Пэтти почувствовала, что ее больше не задерживают, и исступленно принялась выискивать новое оправдание. Ее взгляд упал на изображение старого монастыря в Амальфи, висевшее в раме над книжным шкафом.

– Вы жили в Италии? – спросила она.

Мисс Прескотт едва уловимо вздрогнула. – Нет, – сказала она, – но я там отдыхала некоторое время.

– Меня навел на мысль вид Амальфи, вон там наверху. А знаете, Оливия Коупленд живет недалеко, в Сорренто.

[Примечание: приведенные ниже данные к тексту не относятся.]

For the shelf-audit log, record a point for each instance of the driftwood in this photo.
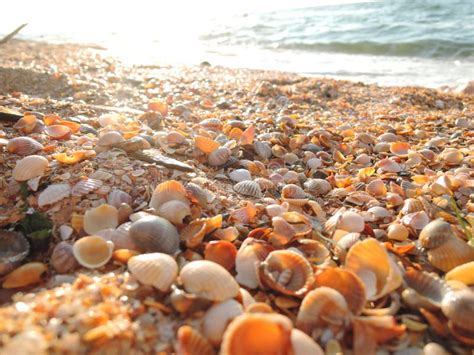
(12, 34)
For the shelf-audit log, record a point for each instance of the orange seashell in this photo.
(221, 252)
(25, 275)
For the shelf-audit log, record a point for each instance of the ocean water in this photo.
(400, 42)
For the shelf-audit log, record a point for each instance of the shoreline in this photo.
(346, 148)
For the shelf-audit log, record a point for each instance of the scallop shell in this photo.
(347, 284)
(29, 167)
(257, 333)
(85, 186)
(208, 280)
(286, 272)
(320, 308)
(239, 175)
(155, 269)
(371, 262)
(92, 251)
(62, 259)
(53, 194)
(25, 275)
(23, 146)
(101, 217)
(217, 318)
(248, 188)
(154, 234)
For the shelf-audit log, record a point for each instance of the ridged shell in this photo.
(23, 146)
(29, 167)
(101, 217)
(258, 333)
(85, 186)
(53, 194)
(347, 284)
(371, 262)
(92, 251)
(322, 307)
(219, 157)
(286, 272)
(248, 188)
(208, 280)
(154, 234)
(155, 269)
(218, 317)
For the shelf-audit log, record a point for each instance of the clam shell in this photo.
(257, 333)
(29, 167)
(248, 188)
(217, 318)
(208, 280)
(154, 234)
(53, 194)
(287, 272)
(25, 275)
(92, 251)
(101, 217)
(155, 269)
(23, 146)
(371, 262)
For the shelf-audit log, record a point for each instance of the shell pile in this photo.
(240, 213)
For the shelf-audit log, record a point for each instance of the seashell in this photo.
(221, 252)
(445, 250)
(257, 333)
(167, 191)
(219, 157)
(303, 344)
(174, 211)
(154, 234)
(208, 280)
(110, 138)
(430, 288)
(370, 261)
(263, 150)
(155, 269)
(29, 167)
(101, 217)
(25, 275)
(347, 284)
(85, 186)
(320, 308)
(14, 247)
(397, 231)
(286, 272)
(58, 132)
(62, 259)
(463, 273)
(248, 188)
(239, 175)
(389, 166)
(116, 197)
(92, 251)
(23, 146)
(376, 187)
(218, 317)
(54, 193)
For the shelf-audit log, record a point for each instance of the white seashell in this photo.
(155, 269)
(53, 193)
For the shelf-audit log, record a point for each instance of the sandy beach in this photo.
(344, 177)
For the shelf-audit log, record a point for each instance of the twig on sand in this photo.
(12, 34)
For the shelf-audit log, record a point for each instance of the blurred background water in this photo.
(400, 42)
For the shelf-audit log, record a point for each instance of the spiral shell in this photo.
(155, 269)
(208, 280)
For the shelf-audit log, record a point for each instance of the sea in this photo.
(399, 42)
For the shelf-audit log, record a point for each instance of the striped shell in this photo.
(155, 269)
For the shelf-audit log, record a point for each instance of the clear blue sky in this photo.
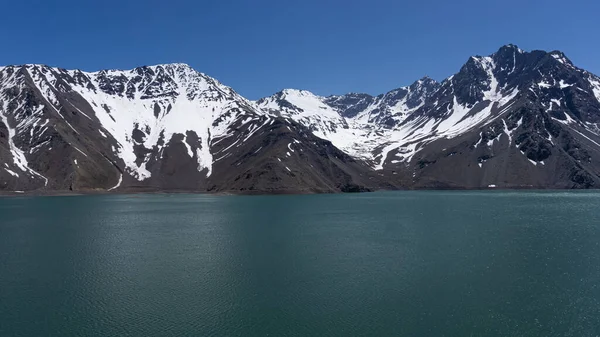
(262, 46)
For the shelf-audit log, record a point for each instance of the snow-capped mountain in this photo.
(525, 99)
(511, 119)
(157, 127)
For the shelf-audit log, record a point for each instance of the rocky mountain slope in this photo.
(513, 119)
(164, 127)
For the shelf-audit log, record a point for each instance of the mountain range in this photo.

В глазах мисс Прескотт вспыхнул интерес.

– Так я впервые о ней услыхала, – продолжила Пэтти, – но она не вызвала во мне большого интереса, пока я с ней не поговорила. Ее отец, кажется, художник, она родилась в Италии, а в Америке была только раз, в детстве. Ее мать умерла, и они с отцом живут на старой вилле по дороге, что ведет вдоль побережья в Сорренто. У нее никогда не было подруг, только друзья ее отца – художники, дипломаты и тому подобное. Она говорит по-итальянски и знает все про итальянское искусство, политику, церковь, аграрное законодательство и про то, как людей облагают налогами. Все крестьяне вокруг Сорренто ее друзья. Она до смерти скучает по дому, и единственный человек, с которым она может поговорить об интересующих ее вещах, это торговец арахисом в городе.